The staff at The Mackenzie House consider the stories to be the work of overactive imaginations.

Savitri Dindial, a Mackenzie House tour guide, escorts groups through the house while dressed in a Victorian costume. She is often asked about the ghost stories.

“When living in a house this old, it’s easy to hear noises.People allow their imaginations to get the better of them. As far as we know there isn’t any ghost,” said Dindial.

Site supervisor Janet Schwartz said none of her staff have had an unpleasant experience in the Mackenzie House. 

“The ghost stories are part of the history of the house and we certainly acknowledge that and talk about it but we don’t play it up,” she said.

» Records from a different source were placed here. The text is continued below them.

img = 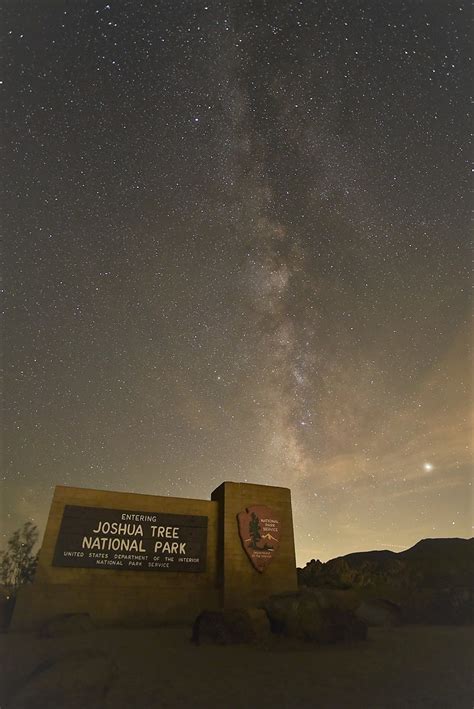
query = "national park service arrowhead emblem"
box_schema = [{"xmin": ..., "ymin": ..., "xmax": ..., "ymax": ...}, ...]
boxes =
[{"xmin": 237, "ymin": 505, "xmax": 281, "ymax": 572}]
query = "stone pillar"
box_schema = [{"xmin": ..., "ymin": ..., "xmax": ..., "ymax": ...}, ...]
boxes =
[{"xmin": 211, "ymin": 481, "xmax": 297, "ymax": 608}]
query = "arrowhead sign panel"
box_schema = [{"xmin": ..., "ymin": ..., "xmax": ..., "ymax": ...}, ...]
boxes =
[{"xmin": 237, "ymin": 505, "xmax": 281, "ymax": 572}]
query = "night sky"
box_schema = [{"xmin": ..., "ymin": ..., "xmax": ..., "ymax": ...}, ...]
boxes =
[{"xmin": 3, "ymin": 1, "xmax": 471, "ymax": 564}]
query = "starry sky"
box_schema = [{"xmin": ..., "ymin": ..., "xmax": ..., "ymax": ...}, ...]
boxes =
[{"xmin": 3, "ymin": 0, "xmax": 472, "ymax": 564}]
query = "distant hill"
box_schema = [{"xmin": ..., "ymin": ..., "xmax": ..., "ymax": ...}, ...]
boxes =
[
  {"xmin": 298, "ymin": 538, "xmax": 473, "ymax": 623},
  {"xmin": 299, "ymin": 538, "xmax": 473, "ymax": 589}
]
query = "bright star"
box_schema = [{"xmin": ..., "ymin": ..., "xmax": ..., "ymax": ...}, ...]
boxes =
[{"xmin": 423, "ymin": 462, "xmax": 434, "ymax": 471}]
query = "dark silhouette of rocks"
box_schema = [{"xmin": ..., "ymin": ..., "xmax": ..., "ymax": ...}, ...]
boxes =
[
  {"xmin": 191, "ymin": 608, "xmax": 270, "ymax": 645},
  {"xmin": 191, "ymin": 591, "xmax": 367, "ymax": 646},
  {"xmin": 262, "ymin": 590, "xmax": 367, "ymax": 643},
  {"xmin": 298, "ymin": 537, "xmax": 474, "ymax": 624},
  {"xmin": 355, "ymin": 599, "xmax": 402, "ymax": 627}
]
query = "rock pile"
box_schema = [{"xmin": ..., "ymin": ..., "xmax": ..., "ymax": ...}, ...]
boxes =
[
  {"xmin": 262, "ymin": 590, "xmax": 367, "ymax": 643},
  {"xmin": 192, "ymin": 590, "xmax": 367, "ymax": 646}
]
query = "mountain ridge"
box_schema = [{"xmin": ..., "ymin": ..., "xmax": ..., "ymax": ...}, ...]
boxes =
[{"xmin": 315, "ymin": 537, "xmax": 473, "ymax": 566}]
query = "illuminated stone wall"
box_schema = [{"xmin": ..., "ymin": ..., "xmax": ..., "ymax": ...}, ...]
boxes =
[{"xmin": 212, "ymin": 481, "xmax": 298, "ymax": 609}]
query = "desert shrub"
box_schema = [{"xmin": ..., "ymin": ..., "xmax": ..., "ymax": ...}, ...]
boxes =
[{"xmin": 0, "ymin": 522, "xmax": 39, "ymax": 595}]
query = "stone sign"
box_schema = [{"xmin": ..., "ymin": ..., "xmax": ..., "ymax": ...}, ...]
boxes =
[
  {"xmin": 53, "ymin": 504, "xmax": 207, "ymax": 572},
  {"xmin": 237, "ymin": 505, "xmax": 280, "ymax": 572},
  {"xmin": 11, "ymin": 482, "xmax": 297, "ymax": 631}
]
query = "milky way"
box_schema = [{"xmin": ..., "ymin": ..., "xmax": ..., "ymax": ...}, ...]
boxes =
[{"xmin": 3, "ymin": 1, "xmax": 471, "ymax": 563}]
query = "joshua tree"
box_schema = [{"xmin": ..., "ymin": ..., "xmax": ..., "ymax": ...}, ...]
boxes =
[
  {"xmin": 0, "ymin": 522, "xmax": 39, "ymax": 595},
  {"xmin": 248, "ymin": 512, "xmax": 262, "ymax": 549}
]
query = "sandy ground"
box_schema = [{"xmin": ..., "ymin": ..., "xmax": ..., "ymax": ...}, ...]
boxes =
[{"xmin": 0, "ymin": 625, "xmax": 472, "ymax": 709}]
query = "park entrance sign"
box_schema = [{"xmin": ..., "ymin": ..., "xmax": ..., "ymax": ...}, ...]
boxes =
[
  {"xmin": 12, "ymin": 481, "xmax": 297, "ymax": 630},
  {"xmin": 53, "ymin": 505, "xmax": 207, "ymax": 572}
]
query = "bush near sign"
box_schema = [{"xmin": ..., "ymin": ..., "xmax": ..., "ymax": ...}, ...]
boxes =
[{"xmin": 53, "ymin": 505, "xmax": 207, "ymax": 572}]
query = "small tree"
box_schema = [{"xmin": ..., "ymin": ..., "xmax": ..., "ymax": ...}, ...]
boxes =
[
  {"xmin": 0, "ymin": 522, "xmax": 39, "ymax": 595},
  {"xmin": 248, "ymin": 512, "xmax": 261, "ymax": 549}
]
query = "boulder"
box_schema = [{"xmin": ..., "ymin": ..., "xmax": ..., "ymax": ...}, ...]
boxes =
[
  {"xmin": 8, "ymin": 650, "xmax": 115, "ymax": 709},
  {"xmin": 304, "ymin": 587, "xmax": 360, "ymax": 611},
  {"xmin": 39, "ymin": 613, "xmax": 96, "ymax": 638},
  {"xmin": 262, "ymin": 592, "xmax": 302, "ymax": 635},
  {"xmin": 356, "ymin": 599, "xmax": 401, "ymax": 627},
  {"xmin": 318, "ymin": 608, "xmax": 367, "ymax": 643},
  {"xmin": 192, "ymin": 608, "xmax": 270, "ymax": 645},
  {"xmin": 262, "ymin": 592, "xmax": 367, "ymax": 643}
]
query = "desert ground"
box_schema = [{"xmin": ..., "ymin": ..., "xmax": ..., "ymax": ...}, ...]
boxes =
[{"xmin": 1, "ymin": 625, "xmax": 472, "ymax": 709}]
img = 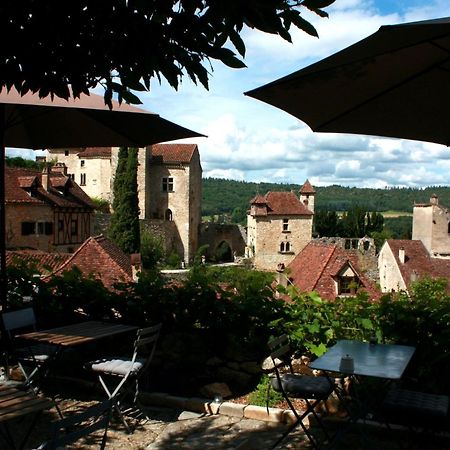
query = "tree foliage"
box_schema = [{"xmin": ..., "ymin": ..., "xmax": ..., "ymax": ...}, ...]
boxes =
[
  {"xmin": 109, "ymin": 147, "xmax": 140, "ymax": 254},
  {"xmin": 1, "ymin": 0, "xmax": 335, "ymax": 105}
]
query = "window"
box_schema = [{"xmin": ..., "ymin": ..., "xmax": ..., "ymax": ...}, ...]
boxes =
[
  {"xmin": 64, "ymin": 150, "xmax": 69, "ymax": 156},
  {"xmin": 280, "ymin": 241, "xmax": 291, "ymax": 253},
  {"xmin": 58, "ymin": 220, "xmax": 64, "ymax": 232},
  {"xmin": 338, "ymin": 277, "xmax": 359, "ymax": 295},
  {"xmin": 165, "ymin": 209, "xmax": 173, "ymax": 221},
  {"xmin": 80, "ymin": 160, "xmax": 85, "ymax": 167},
  {"xmin": 80, "ymin": 173, "xmax": 86, "ymax": 186},
  {"xmin": 162, "ymin": 177, "xmax": 174, "ymax": 192},
  {"xmin": 21, "ymin": 222, "xmax": 35, "ymax": 236},
  {"xmin": 71, "ymin": 220, "xmax": 78, "ymax": 236},
  {"xmin": 282, "ymin": 218, "xmax": 289, "ymax": 232},
  {"xmin": 21, "ymin": 221, "xmax": 53, "ymax": 236}
]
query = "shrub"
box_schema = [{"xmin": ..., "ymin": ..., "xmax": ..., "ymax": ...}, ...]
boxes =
[{"xmin": 248, "ymin": 375, "xmax": 283, "ymax": 408}]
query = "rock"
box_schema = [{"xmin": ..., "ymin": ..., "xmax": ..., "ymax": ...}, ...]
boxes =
[
  {"xmin": 240, "ymin": 361, "xmax": 261, "ymax": 375},
  {"xmin": 199, "ymin": 382, "xmax": 232, "ymax": 399}
]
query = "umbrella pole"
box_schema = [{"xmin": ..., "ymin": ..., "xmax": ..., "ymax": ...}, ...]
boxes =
[{"xmin": 0, "ymin": 104, "xmax": 6, "ymax": 311}]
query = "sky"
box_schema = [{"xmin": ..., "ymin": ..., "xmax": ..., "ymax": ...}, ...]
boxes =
[{"xmin": 7, "ymin": 0, "xmax": 450, "ymax": 189}]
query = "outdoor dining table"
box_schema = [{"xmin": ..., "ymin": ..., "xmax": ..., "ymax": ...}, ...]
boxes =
[
  {"xmin": 17, "ymin": 320, "xmax": 138, "ymax": 348},
  {"xmin": 0, "ymin": 383, "xmax": 53, "ymax": 449},
  {"xmin": 310, "ymin": 340, "xmax": 416, "ymax": 445}
]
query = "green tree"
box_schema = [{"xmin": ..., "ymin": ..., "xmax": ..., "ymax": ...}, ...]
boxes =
[
  {"xmin": 2, "ymin": 1, "xmax": 335, "ymax": 105},
  {"xmin": 140, "ymin": 228, "xmax": 164, "ymax": 270},
  {"xmin": 109, "ymin": 147, "xmax": 140, "ymax": 254}
]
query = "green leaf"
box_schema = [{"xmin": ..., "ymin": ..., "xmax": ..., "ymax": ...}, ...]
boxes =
[
  {"xmin": 359, "ymin": 318, "xmax": 374, "ymax": 330},
  {"xmin": 121, "ymin": 90, "xmax": 143, "ymax": 105},
  {"xmin": 229, "ymin": 30, "xmax": 246, "ymax": 57}
]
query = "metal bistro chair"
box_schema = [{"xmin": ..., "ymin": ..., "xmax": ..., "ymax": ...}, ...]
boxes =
[
  {"xmin": 381, "ymin": 388, "xmax": 449, "ymax": 448},
  {"xmin": 268, "ymin": 334, "xmax": 335, "ymax": 450},
  {"xmin": 35, "ymin": 398, "xmax": 114, "ymax": 450},
  {"xmin": 1, "ymin": 307, "xmax": 59, "ymax": 390},
  {"xmin": 87, "ymin": 323, "xmax": 162, "ymax": 433}
]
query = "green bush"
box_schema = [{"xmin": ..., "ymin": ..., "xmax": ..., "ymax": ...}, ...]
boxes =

Archdeacon John Frank of the Holy Trinity Church performed an exorcism, when the Toronto Historical Board acquired the house in 1860. Some people do not think this exorcism worked. In 1962, restoration carpenters found a hangman’s noose dangling from a stairway. Kitchen taps reportedly turned themselves on and off and the toilet flushed itself according to 1966 caretaker Mrs. Winifred McGlary. The last incident happened as recently as 1973 when Simone Daviaux, a cleaner, heard piano music playing. 

William Lyon Mackenzie was a prominent radical journalist, a rebellious member of Parliament, the leader of the 1837 rebellion and the first mayor of Toronto. The Bond Street town house was purchased with $3,500 raised through a trust fund. The fund was set up for Mackenzie in recognition of his contribution to the community.

The Mackenzie House is a beautifully restored home with room settings of Victorian furniture in vogue at the time of Mackenzie’s death in 1861. While no one can agree if the ghosts are really present, the home itself is quaint and of great historical significance. Visitors may need to use their imagination to recreate the caretakers’ paranormal experiences but in these rooms that won’t be too difficult. In the main parloud sits the piano heard by the Edmunds. Oil portraits of Mackenzie and his wife stare at visitors from the dark, shadowy depths of the sombre colored paint. In the master bedroom sits a queen-sized sleigh bed, napping bed and Mackenzie’s dressing table.

The Mackenzie House is located at 82 Bond Street. It is open from Sept. 1 to Dec. 31, Tuesday to Friday, 12 noon to 4 p.m., weekends 12 noon to 5 p.m.. Admission is $3.50 for adults, $2.75 for seniors, and $2.50 for the children Special events include a Victorian Christmas, evening gas-lit tours, the 1837 rebellion educational program for elementary students and printing demonstrations using an operating 1845 Washington flatbed printing press.